To my son-in-law, Keerthan, welcome to our family. He is called Keethu by his parents, Keet by his friends. If I shortened his name further, it would be Kee, the same name as mine! We are pleased that Ju Ni has made the right choice. You are well mannered, and gentle. Obviously these traits must be credited to your parents, Madhavan and Lalitha. We are confident you will care and protect our daughter. After 31 years, are passing the baton to you. She is now your queen but remember she is still my princess!

Wedding Ju Ni with Keerthan

We began the New Year auspiciously by celebrating the wedding of our youngest child, and only daughter, Ju Ni with Keerthan on the 2nd January. After months of sleepless nights, the wedding celebrations went on without a hitch (except for the couple who got hitched!) Even the weather was cooperating. It was raining every day before and after the wedding, interspersed by two days of fine weather during the events. A number of our guests were suddenly sick (before, not after the wedding) but none of our family members were down. Some relatives and friends had travelled from as far as New York and London and there was commuting between Ipoh and KL. Thank s to God Almighty for His blessings!

The celebrations started with the “chow fun” Eve dinner (which happened to be on the 1st day of the year) at our home for relatives and close friends. Keerthan’s relatives came in a big delegation bearing traditional sweets and snacks to sweeten the home of the new couple. The nonya-style buffet dinner was consumed with gusto. We retired early to prepare ourselves for the big day. No wild bachelors’ night!

The bridal team had to wake up at 7am the following morning for their elaborate hair-do and make-up. The Holy Matrimony was held at our home church, St Peter’s, with about 200 relatives and friends gathered there to witness. The ceremony was conducted by Rev Fred David from Peace Community Church, KL where Ju Ni and Keerthan regularly worship. Rev Fred himself is married to a Chinese. The Registrar of the marriage was our Bishop, the Rt Rev Datuk Ng Moon Hing. The solemnity of the occasion was spiced with smiles as the couple exchanged vows and rings. The procession with the little pageboys and flower girls provided some laughter. Just as the ceremony ended with the newly-wed dancing out to the song of “Signed, Sealed and Delivered”, the hall went into darkness but for just a couple of minutes. The guests were then provided with a buffet lunch.

The families rushed back to our home (just 5 minutes away) for the traditional Tea Ceremony. The newly-wed paid their respects to the elders with longan tea, who in turn reciprocated with gifts and ang pows to welcome them as part of the family. The protocol of the family members in order of seniority was strictly followed. We had to use the appropriate salutations for the various uncles and aunties. Keerthan’s family decided to follow our tradition as well, with equally complicated terms. Then we followed the Indian tradition of the elders feeding the newly-wed with a concoction of banana (pisang emas), fresh milk and rock sugar, probably as a symbol of fertility!

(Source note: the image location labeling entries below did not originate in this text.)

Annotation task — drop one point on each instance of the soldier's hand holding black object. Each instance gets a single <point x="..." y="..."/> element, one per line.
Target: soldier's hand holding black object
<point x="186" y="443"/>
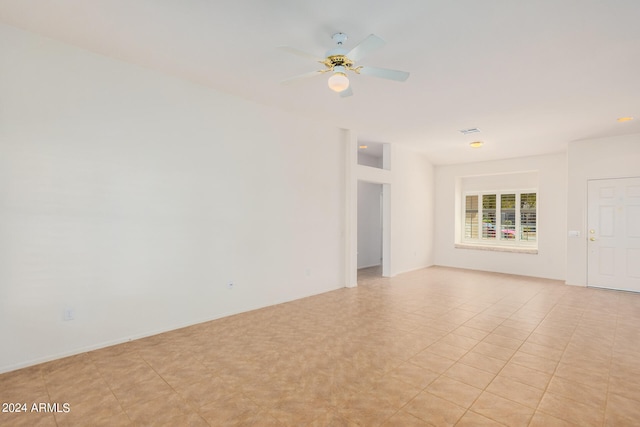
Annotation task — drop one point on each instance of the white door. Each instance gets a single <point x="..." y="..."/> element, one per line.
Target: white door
<point x="614" y="234"/>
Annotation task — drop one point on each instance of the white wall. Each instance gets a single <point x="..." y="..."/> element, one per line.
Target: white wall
<point x="134" y="198"/>
<point x="615" y="157"/>
<point x="412" y="211"/>
<point x="549" y="262"/>
<point x="369" y="224"/>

We all then had a short rest, except for the ladies who had to prepare themselves for the banquet. The Wedding Banquet was held at the Kinta Riverfront Hotel Ball Room. Friends and relatives gathered at 630pm for the cocktail, some of whom have not met one another for years. The younger guests enjoyed themselves making “silly faces” at the photo booth. More than 550 guests enjoyed the 8-course Chinese dinner (no sharks fin!) while being entertained by the band. There was the usual yam seng toasting and the cake cutting. We are thankful to all our guests for their presence and their presents! Some have travelled from near and far just to celebrate with us.

The following Saturday, was the Banquet hosted by the groom’s parents at the Holiday Inn Glenmarie. It was preceded by a typical South Indian dinner at their home. We could barely recognise the bride and bridesmaids who were all dressed in traditional Indian sarees with appropriate make-up and jewellery.

On Tuesday, the newly-wed went off for their honeymoon in Goa, as the beginning of a new life together. May they enjoy many years of marital bliss together.